À travers des images de spores, de mycéliums et de cycles de dégradation organique, Zegulyte construit une métaphore visuelle du passage inexorable du temps. Le champignon, organisme à la fois destructeur et créateur, devient le symbole d'une nature qui recycle sans cesse, où chaque fin annonce un nouveau commencement. La réalisatrice s'intéresse à la beauté qui émerge de la pourriture, invitant le spectateur à reconsidérer son rapport à la mortalité et à la renaissance.
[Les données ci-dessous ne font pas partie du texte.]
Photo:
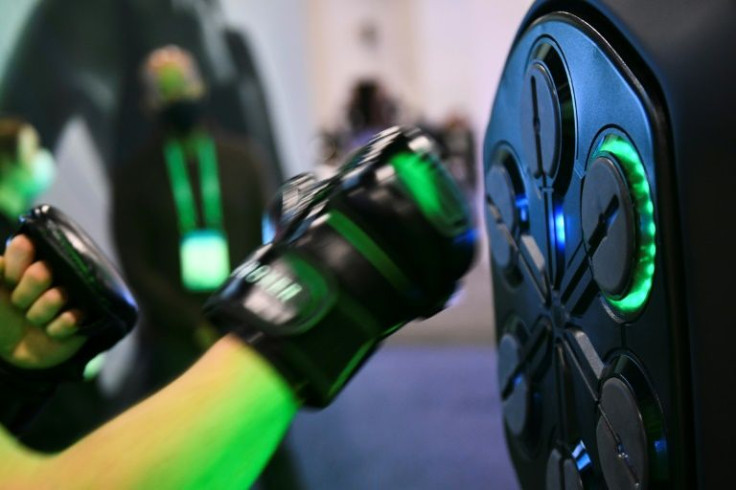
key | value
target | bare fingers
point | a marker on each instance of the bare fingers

Le titre « Holy Destructors » (« Saints destructeurs ») évoque cette dualité : ce qui détruit est aussi ce qui permet la vie. Le documentaire ne se contente pas d'observer la nature ; il en tire une leçon philosophique sur l'acceptation du cycle vital. Sans recourir à un commentaire explicite, les images se succèdent pour former un poème visuel où chaque plan semble méditer sur l'impermanence.

Aiste Zegulyte, figure montante du documentaire lituanien, livre avec « Holy Destructors » une œuvre singulière, à la croisée de l'observation naturaliste et de la méditation esthétique. Le film a déjà été présenté dans plusieurs festivals et suscite l'intérêt des amateurs de cinéma contemplatif et de réflexions écologiques.